One of John Ramsey's attorneys,
 L. Lin Wood, said the documents released Friday are "nonsensical" and 
the grand jurors didn't have the benefit of having the DNA results.
"They
 reveal nothing about the evidence reviewed by the grand jury and are 
clearly the result of a confused and compromised process," he said.
While the killer's identity is still unknown, Wood said there's no mystery about the Ramseys' role.
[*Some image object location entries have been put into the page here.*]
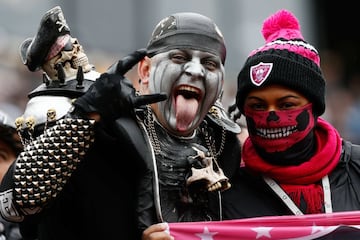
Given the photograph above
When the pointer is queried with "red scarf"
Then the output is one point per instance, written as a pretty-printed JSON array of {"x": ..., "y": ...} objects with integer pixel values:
[{"x": 302, "y": 180}]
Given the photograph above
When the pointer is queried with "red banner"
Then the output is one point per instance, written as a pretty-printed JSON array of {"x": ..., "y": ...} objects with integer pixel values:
[{"x": 340, "y": 225}]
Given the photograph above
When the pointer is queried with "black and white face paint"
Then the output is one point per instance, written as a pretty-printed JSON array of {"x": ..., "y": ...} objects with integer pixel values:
[{"x": 193, "y": 81}]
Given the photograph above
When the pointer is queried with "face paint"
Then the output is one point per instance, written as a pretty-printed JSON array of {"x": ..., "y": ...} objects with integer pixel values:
[
  {"x": 193, "y": 81},
  {"x": 277, "y": 131}
]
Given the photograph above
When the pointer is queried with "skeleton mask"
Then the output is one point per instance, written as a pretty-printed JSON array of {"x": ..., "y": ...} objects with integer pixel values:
[
  {"x": 70, "y": 60},
  {"x": 206, "y": 173}
]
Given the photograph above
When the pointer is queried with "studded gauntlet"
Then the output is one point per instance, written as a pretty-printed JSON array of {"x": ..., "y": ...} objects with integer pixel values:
[{"x": 45, "y": 165}]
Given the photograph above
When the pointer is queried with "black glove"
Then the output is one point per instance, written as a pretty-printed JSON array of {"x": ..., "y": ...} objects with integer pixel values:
[{"x": 112, "y": 95}]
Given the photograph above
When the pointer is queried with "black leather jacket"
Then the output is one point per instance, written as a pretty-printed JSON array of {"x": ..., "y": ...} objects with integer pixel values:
[{"x": 110, "y": 194}]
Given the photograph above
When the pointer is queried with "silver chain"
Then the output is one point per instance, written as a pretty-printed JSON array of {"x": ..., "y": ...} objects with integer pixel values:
[{"x": 210, "y": 142}]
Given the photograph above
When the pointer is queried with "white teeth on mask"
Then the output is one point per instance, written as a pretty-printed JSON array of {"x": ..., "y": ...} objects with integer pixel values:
[{"x": 275, "y": 133}]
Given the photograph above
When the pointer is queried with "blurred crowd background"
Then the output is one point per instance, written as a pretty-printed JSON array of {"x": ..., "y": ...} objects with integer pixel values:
[{"x": 110, "y": 29}]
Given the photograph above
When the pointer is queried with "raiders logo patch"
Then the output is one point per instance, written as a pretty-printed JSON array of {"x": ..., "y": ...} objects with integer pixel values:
[{"x": 260, "y": 72}]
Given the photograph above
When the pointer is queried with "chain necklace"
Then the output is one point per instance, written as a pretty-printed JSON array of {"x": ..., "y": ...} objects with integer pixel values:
[{"x": 210, "y": 141}]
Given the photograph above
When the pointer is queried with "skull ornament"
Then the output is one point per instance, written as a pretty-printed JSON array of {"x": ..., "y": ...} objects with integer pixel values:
[
  {"x": 71, "y": 58},
  {"x": 206, "y": 173}
]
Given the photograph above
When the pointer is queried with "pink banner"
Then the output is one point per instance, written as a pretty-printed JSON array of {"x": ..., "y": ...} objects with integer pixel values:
[{"x": 341, "y": 225}]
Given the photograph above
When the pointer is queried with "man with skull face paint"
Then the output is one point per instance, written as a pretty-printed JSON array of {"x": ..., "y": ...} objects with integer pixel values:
[
  {"x": 166, "y": 140},
  {"x": 295, "y": 161}
]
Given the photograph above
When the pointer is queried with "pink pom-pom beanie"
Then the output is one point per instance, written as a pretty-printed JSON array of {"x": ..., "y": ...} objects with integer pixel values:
[{"x": 285, "y": 59}]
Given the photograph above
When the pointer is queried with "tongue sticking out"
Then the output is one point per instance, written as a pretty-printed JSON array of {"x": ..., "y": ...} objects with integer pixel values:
[{"x": 186, "y": 109}]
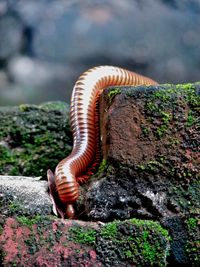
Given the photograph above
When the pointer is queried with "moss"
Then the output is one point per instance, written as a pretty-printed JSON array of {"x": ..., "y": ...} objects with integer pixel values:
[
  {"x": 193, "y": 244},
  {"x": 82, "y": 235},
  {"x": 109, "y": 230},
  {"x": 15, "y": 207},
  {"x": 140, "y": 242},
  {"x": 163, "y": 105},
  {"x": 186, "y": 198},
  {"x": 28, "y": 221},
  {"x": 191, "y": 120}
]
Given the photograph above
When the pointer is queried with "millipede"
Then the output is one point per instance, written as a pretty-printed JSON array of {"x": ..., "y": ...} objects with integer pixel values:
[{"x": 70, "y": 172}]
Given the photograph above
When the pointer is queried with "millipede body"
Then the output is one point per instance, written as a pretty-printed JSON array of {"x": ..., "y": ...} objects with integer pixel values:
[{"x": 64, "y": 185}]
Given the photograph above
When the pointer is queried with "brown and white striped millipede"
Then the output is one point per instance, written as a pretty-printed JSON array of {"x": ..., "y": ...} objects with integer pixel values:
[{"x": 64, "y": 186}]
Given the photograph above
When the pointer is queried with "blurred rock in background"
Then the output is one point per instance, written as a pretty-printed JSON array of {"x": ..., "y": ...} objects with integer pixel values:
[{"x": 45, "y": 45}]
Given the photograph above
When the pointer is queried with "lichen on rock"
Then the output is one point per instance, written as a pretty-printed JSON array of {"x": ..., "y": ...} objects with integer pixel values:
[{"x": 145, "y": 193}]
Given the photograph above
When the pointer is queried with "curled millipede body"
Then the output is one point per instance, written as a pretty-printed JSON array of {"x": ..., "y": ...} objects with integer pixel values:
[{"x": 82, "y": 116}]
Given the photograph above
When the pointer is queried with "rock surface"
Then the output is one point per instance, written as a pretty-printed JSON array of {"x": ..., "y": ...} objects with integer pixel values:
[
  {"x": 45, "y": 45},
  {"x": 149, "y": 172},
  {"x": 33, "y": 138}
]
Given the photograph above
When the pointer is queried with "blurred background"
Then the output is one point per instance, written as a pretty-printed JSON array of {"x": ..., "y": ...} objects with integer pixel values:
[{"x": 46, "y": 44}]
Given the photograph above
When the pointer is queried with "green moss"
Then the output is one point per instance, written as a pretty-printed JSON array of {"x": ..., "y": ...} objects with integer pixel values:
[
  {"x": 112, "y": 93},
  {"x": 109, "y": 230},
  {"x": 28, "y": 221},
  {"x": 82, "y": 235},
  {"x": 191, "y": 120},
  {"x": 193, "y": 243},
  {"x": 15, "y": 207},
  {"x": 139, "y": 242}
]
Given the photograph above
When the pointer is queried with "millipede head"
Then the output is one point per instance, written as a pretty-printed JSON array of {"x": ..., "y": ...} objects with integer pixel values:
[{"x": 70, "y": 213}]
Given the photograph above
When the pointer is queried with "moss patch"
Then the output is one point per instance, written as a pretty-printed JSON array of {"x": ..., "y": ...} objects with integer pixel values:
[{"x": 144, "y": 243}]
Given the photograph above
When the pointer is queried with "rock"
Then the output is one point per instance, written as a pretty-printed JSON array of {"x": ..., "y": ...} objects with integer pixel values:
[
  {"x": 23, "y": 196},
  {"x": 157, "y": 38},
  {"x": 33, "y": 138},
  {"x": 145, "y": 193},
  {"x": 151, "y": 166}
]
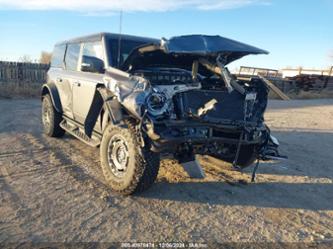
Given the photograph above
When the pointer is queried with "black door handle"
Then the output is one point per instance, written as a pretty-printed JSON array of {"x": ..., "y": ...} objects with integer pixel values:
[{"x": 77, "y": 83}]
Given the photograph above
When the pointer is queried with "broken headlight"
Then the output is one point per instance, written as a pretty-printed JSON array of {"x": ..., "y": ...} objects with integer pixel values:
[{"x": 157, "y": 103}]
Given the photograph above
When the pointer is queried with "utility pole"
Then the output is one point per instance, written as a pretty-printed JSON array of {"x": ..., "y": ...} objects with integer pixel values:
[{"x": 119, "y": 38}]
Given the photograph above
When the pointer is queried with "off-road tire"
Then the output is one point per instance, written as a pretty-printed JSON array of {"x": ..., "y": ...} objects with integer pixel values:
[
  {"x": 143, "y": 164},
  {"x": 51, "y": 127}
]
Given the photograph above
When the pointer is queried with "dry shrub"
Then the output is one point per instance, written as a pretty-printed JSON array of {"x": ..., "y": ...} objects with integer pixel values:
[
  {"x": 16, "y": 90},
  {"x": 325, "y": 94}
]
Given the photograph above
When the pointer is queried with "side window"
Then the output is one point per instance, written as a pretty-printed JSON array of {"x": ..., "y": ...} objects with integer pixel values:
[
  {"x": 72, "y": 56},
  {"x": 92, "y": 57},
  {"x": 58, "y": 56}
]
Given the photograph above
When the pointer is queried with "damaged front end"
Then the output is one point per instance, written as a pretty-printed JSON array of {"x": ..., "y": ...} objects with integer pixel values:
[{"x": 186, "y": 101}]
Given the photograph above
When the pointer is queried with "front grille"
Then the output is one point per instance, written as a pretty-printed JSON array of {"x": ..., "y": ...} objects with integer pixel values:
[{"x": 229, "y": 106}]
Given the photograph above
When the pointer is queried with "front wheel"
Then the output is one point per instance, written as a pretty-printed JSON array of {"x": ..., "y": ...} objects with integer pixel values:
[
  {"x": 51, "y": 118},
  {"x": 127, "y": 167}
]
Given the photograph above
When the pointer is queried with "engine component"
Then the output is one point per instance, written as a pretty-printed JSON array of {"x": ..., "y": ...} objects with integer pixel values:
[{"x": 157, "y": 103}]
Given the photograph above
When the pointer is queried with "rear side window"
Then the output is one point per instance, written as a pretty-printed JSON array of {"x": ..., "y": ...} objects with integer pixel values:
[
  {"x": 93, "y": 49},
  {"x": 72, "y": 56},
  {"x": 58, "y": 56}
]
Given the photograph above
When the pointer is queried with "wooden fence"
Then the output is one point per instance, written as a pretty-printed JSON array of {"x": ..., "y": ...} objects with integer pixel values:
[{"x": 22, "y": 73}]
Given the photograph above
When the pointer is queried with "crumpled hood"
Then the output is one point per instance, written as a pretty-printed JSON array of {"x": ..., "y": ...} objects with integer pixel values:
[{"x": 180, "y": 52}]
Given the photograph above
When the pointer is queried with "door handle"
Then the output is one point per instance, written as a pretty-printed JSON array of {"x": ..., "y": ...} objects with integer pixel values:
[{"x": 77, "y": 83}]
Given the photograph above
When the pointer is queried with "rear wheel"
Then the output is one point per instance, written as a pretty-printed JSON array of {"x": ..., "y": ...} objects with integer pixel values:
[
  {"x": 127, "y": 167},
  {"x": 51, "y": 118}
]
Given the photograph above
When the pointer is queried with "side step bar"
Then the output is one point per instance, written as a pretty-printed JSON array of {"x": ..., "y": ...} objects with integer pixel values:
[{"x": 74, "y": 129}]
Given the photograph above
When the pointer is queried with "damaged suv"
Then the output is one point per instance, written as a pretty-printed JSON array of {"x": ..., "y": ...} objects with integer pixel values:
[{"x": 141, "y": 98}]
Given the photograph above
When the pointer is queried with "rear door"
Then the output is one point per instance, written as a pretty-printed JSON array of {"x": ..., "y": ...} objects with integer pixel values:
[
  {"x": 67, "y": 77},
  {"x": 85, "y": 85},
  {"x": 57, "y": 75}
]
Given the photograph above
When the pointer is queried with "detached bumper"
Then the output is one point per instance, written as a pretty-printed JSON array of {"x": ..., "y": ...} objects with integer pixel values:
[{"x": 167, "y": 137}]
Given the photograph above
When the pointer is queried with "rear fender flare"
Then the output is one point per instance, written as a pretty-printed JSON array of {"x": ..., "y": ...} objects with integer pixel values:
[
  {"x": 51, "y": 89},
  {"x": 105, "y": 98}
]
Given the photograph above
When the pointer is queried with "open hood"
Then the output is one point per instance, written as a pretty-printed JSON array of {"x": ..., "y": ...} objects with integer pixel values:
[{"x": 181, "y": 51}]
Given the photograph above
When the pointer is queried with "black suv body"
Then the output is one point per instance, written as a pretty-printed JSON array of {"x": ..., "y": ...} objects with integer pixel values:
[{"x": 140, "y": 98}]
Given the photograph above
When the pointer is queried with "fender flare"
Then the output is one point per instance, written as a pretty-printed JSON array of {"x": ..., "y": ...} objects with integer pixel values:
[
  {"x": 51, "y": 89},
  {"x": 114, "y": 109}
]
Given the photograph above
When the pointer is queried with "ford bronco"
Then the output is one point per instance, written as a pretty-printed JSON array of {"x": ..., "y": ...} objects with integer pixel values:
[{"x": 140, "y": 99}]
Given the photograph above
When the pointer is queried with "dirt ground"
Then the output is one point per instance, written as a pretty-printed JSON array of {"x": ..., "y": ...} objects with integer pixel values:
[{"x": 53, "y": 190}]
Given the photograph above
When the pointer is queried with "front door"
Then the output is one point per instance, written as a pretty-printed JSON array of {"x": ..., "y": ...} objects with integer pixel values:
[{"x": 91, "y": 67}]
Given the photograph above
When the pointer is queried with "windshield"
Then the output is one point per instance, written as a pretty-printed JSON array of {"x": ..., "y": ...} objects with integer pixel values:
[{"x": 126, "y": 47}]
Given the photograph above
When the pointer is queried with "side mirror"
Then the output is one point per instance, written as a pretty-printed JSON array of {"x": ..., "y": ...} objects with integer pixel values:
[{"x": 92, "y": 64}]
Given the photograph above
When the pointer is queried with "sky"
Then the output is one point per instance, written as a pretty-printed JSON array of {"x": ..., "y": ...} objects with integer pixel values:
[{"x": 296, "y": 33}]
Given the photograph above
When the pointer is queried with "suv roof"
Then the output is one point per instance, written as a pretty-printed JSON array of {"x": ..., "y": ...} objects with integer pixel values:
[{"x": 98, "y": 36}]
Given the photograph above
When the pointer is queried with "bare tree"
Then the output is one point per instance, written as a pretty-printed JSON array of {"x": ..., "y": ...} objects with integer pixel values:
[
  {"x": 25, "y": 58},
  {"x": 45, "y": 57}
]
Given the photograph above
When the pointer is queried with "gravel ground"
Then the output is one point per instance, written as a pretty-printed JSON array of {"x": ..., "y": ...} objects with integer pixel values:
[{"x": 53, "y": 190}]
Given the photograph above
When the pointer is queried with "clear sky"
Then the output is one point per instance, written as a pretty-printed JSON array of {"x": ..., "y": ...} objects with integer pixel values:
[{"x": 297, "y": 33}]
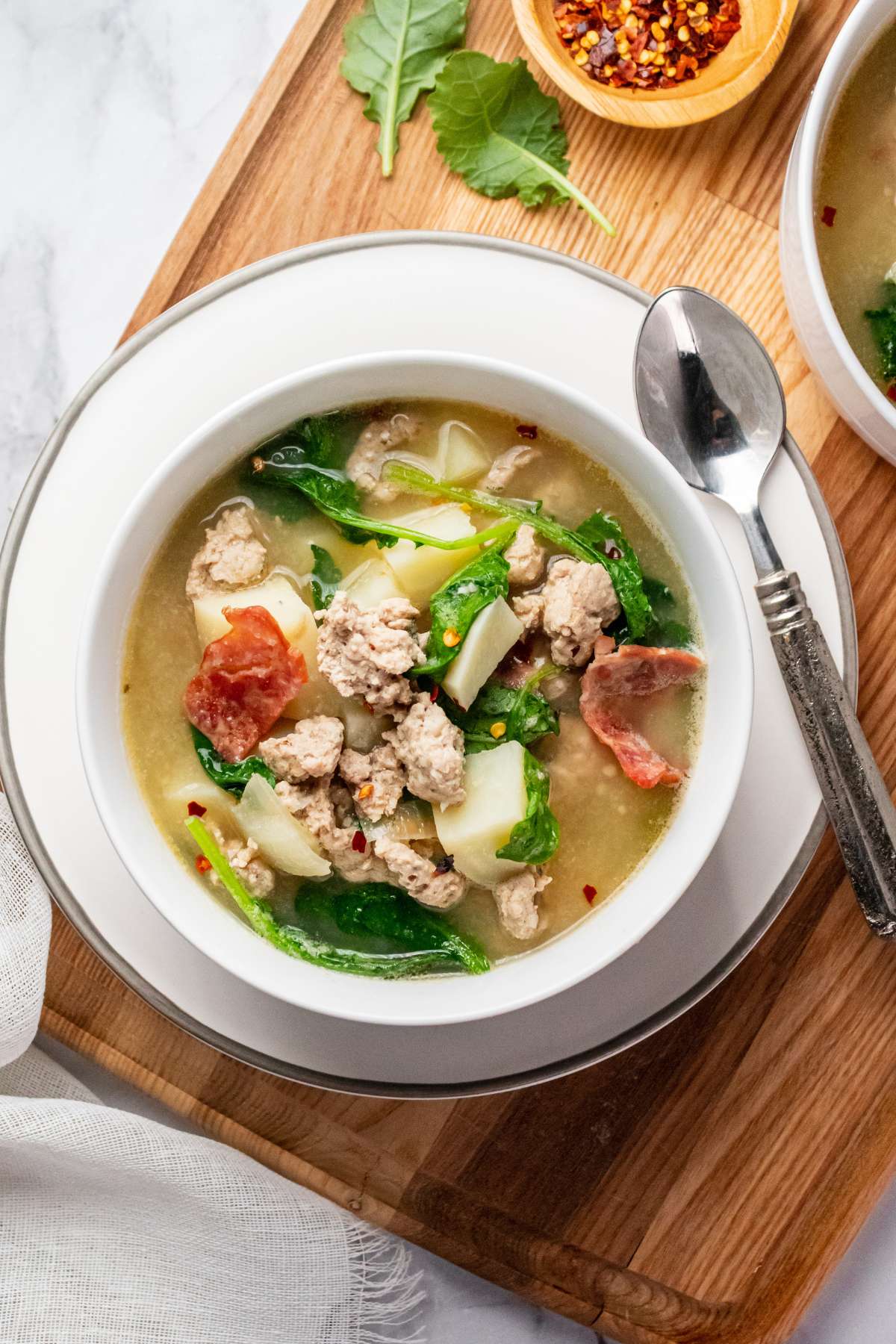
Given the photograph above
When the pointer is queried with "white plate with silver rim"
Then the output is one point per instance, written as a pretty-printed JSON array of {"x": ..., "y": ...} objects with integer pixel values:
[{"x": 538, "y": 309}]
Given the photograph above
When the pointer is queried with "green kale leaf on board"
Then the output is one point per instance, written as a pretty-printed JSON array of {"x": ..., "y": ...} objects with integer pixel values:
[
  {"x": 394, "y": 50},
  {"x": 326, "y": 577},
  {"x": 503, "y": 134}
]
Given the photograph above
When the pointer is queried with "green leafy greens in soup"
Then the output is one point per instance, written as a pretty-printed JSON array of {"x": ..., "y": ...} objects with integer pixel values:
[
  {"x": 413, "y": 688},
  {"x": 856, "y": 211}
]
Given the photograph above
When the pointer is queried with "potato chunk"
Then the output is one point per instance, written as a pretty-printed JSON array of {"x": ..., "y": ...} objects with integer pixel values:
[
  {"x": 281, "y": 838},
  {"x": 494, "y": 632},
  {"x": 494, "y": 801},
  {"x": 276, "y": 594},
  {"x": 461, "y": 455},
  {"x": 421, "y": 569},
  {"x": 370, "y": 584}
]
"The Ramsey family is innocent," he said. "That part of the case, based on the DNA evidence, is a done deal."
Boulder
 police, who were criticized for their handling of the investigation, 
issued a statement saying the documents show the grand jury agreed with 
investigators that probable cause existed to file charges. 
However, the 
statement acknowledged that the evidence would have to meet a higher 
standard than probable cause for prosecutors to take the case to trial.
The
 current district attorney, Stan Garnett, declined to comment but will 
publish an op-ed piece on Sunday, given the complexity of the case, a 
spokeswoman said.
David Lane, a defense 
attorney not involved in the case, said prosecutors may have handed it 
over to grand jurors because problems in the investigation could have 
made it difficult to prosecute. But he said that could have backfired 
with a "runaway grand jury" that reached its own conclusions.
He
 said the indictments could have been an attempt to force the parents to
 turn against each other, which he said was unlikely because both were 
protected by laws that limit testimony of one spouse against another.
"Somebody
 killed JonBenet Ramsey," Lane said. "It sounds like they were accused 
of aiding and abetting each other, with the hope someone would crack and
 break. That didn't happen, and prosecutors may have decided not to go 
forward."
Although the grand jury foreman signed the 1999 indictments, prosecutors decided not to bring charges.
Christina
 Habas, a retired judge who oversaw grand juries in Denver, said it's at
 the discretion of the district attorney whether to file charges because
 prosecutors have to consider whether they can convince a trial jury of 
someone's guilt beyond a reasonable doubt.
The
 indictments might have been a compromise among jurors who were divided 
on what counts should be approved, said Nancy Leong, an assistant law 
professor at the University of Denver. The release of only four of 18 
charging pages, and the numbering of the charges, suggest other possible
 charges were passed over. 
The charge of accessory to a crime might have
 been an attempt to "meet in the middle," Leong said.
"And
 that would also explain why the prosecutor didn't want to continue with
 the prosecution of the crime, because there might not have been enough 
evidence to prove the parents helped someone else cover up the crime," 
she said.
Whatever the motivation behind them,
 the documents add little or nothing to the public understanding of what
 happened to JonBenet, Leong said.
"We don't know much more factually, if anything, than we did in 1996," she said.
The
 Daily Camera newspaper in Boulder reported earlier this year that the 
grand jury had issued indictments, and the documents were released in 
response to a lawsuit filed by its reporter, Charlie Brennan, and the 
Reporters Committee for Freedom of the Press.